Colombia has logged its first hippopotamus-caused road traffic accident after a car crashed into one of the animals at high speed, leaving the vehicle mangled and the two-tonne mammal lying lifeless and bloodied across a highway.
The hippo was declared dead soon after the crash on Tuesday night in the municipality of Doradal on a highway connecting the cities of Bogotá and Medellín, local environmental authorities said.
The car’s driver was reportedly unharmed, though images show that the front end of the vehicle was almost entirely destroyed and debris from the crash and blood from the hippo’s carcass was smeared across the tarmac.
The hippo is a descendant of four animals imported from Africa to Colombia by Escobar at the height of the drug lord’s power in the 1980s.
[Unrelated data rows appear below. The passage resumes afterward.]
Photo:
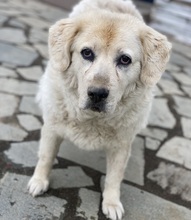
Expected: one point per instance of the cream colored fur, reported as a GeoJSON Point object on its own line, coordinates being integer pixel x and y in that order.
{"type": "Point", "coordinates": [110, 28]}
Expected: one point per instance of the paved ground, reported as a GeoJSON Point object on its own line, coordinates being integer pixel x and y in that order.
{"type": "Point", "coordinates": [157, 182]}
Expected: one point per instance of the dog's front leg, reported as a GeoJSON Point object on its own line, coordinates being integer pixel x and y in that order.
{"type": "Point", "coordinates": [116, 163]}
{"type": "Point", "coordinates": [49, 145]}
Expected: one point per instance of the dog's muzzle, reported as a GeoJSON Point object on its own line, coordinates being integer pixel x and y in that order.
{"type": "Point", "coordinates": [97, 99]}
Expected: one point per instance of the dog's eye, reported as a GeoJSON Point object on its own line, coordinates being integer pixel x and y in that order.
{"type": "Point", "coordinates": [88, 54]}
{"type": "Point", "coordinates": [124, 60]}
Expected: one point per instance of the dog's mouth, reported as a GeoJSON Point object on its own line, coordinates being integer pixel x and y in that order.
{"type": "Point", "coordinates": [96, 107]}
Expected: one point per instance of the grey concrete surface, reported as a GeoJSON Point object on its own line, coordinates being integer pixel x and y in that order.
{"type": "Point", "coordinates": [157, 183]}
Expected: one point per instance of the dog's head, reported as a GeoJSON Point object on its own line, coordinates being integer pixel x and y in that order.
{"type": "Point", "coordinates": [105, 56]}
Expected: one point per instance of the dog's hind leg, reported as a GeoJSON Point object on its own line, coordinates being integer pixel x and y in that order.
{"type": "Point", "coordinates": [116, 163]}
{"type": "Point", "coordinates": [49, 146]}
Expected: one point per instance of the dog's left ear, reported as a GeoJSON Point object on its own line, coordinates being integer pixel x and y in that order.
{"type": "Point", "coordinates": [61, 36]}
{"type": "Point", "coordinates": [156, 51]}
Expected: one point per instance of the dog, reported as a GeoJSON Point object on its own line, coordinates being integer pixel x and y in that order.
{"type": "Point", "coordinates": [97, 89]}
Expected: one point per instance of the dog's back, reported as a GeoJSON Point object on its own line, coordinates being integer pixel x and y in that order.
{"type": "Point", "coordinates": [117, 6]}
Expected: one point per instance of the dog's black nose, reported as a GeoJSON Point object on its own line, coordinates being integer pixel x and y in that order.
{"type": "Point", "coordinates": [98, 94]}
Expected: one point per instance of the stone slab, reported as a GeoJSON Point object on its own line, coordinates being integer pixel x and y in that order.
{"type": "Point", "coordinates": [182, 106]}
{"type": "Point", "coordinates": [14, 55]}
{"type": "Point", "coordinates": [141, 205]}
{"type": "Point", "coordinates": [178, 59]}
{"type": "Point", "coordinates": [169, 87]}
{"type": "Point", "coordinates": [186, 127]}
{"type": "Point", "coordinates": [89, 205]}
{"type": "Point", "coordinates": [16, 23]}
{"type": "Point", "coordinates": [177, 150]}
{"type": "Point", "coordinates": [96, 159]}
{"type": "Point", "coordinates": [18, 204]}
{"type": "Point", "coordinates": [38, 35]}
{"type": "Point", "coordinates": [182, 78]}
{"type": "Point", "coordinates": [9, 104]}
{"type": "Point", "coordinates": [187, 90]}
{"type": "Point", "coordinates": [172, 67]}
{"type": "Point", "coordinates": [43, 50]}
{"type": "Point", "coordinates": [18, 87]}
{"type": "Point", "coordinates": [69, 178]}
{"type": "Point", "coordinates": [5, 72]}
{"type": "Point", "coordinates": [161, 115]}
{"type": "Point", "coordinates": [35, 22]}
{"type": "Point", "coordinates": [3, 19]}
{"type": "Point", "coordinates": [174, 179]}
{"type": "Point", "coordinates": [152, 144]}
{"type": "Point", "coordinates": [12, 35]}
{"type": "Point", "coordinates": [29, 122]}
{"type": "Point", "coordinates": [11, 133]}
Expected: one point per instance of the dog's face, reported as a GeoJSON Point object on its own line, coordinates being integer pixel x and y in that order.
{"type": "Point", "coordinates": [107, 57]}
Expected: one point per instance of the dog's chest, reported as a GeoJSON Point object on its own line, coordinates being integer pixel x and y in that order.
{"type": "Point", "coordinates": [89, 135]}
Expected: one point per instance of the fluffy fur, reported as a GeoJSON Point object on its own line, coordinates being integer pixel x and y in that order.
{"type": "Point", "coordinates": [110, 28]}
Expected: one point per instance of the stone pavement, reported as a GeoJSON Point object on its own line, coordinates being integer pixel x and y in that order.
{"type": "Point", "coordinates": [157, 184]}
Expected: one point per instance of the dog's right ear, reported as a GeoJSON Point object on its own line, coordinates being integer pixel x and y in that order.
{"type": "Point", "coordinates": [61, 36]}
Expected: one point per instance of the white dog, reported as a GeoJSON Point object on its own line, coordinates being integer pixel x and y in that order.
{"type": "Point", "coordinates": [97, 88]}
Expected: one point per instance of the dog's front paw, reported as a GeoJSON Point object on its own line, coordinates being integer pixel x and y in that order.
{"type": "Point", "coordinates": [113, 210]}
{"type": "Point", "coordinates": [37, 186]}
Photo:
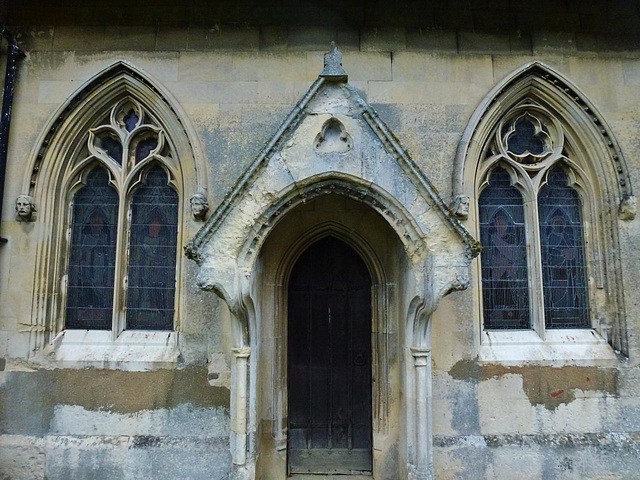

The beasts escaped following Escobar’s death, and with no predators in the Colombian countryside, they have multiplied into a plague of 150, becoming a threat to local people and a headache for Colombia’s environment ministry.
Hippo attacks on people have become more common in recent years, as the animals are highly territorial.
Residents in the state of Antioquia live in growing fear of the invasive animals, who are jeopardising the livelihoods of local fishers and endangering the many animal species that inhabit Colombia’s principal river.
The accident reveals yet another danger that the invasive hippos pose to the local community, said Luz Dámaris Luján, a community leader in Estacion Pita, a municipality 10km away from the scene of the crash.
“Everyone around here is terrified because we are flooded with these hippopotamuses. Now we’re at the point where we can’t even go out at night any more,” she said. “The government needs to hurry up and do something, because we are getting tired of this.”
Last month, local fishers warned that it was likely only a matter of time before local residents killed one of the animals – although they predicted that it would be with bullets, not a 4x4.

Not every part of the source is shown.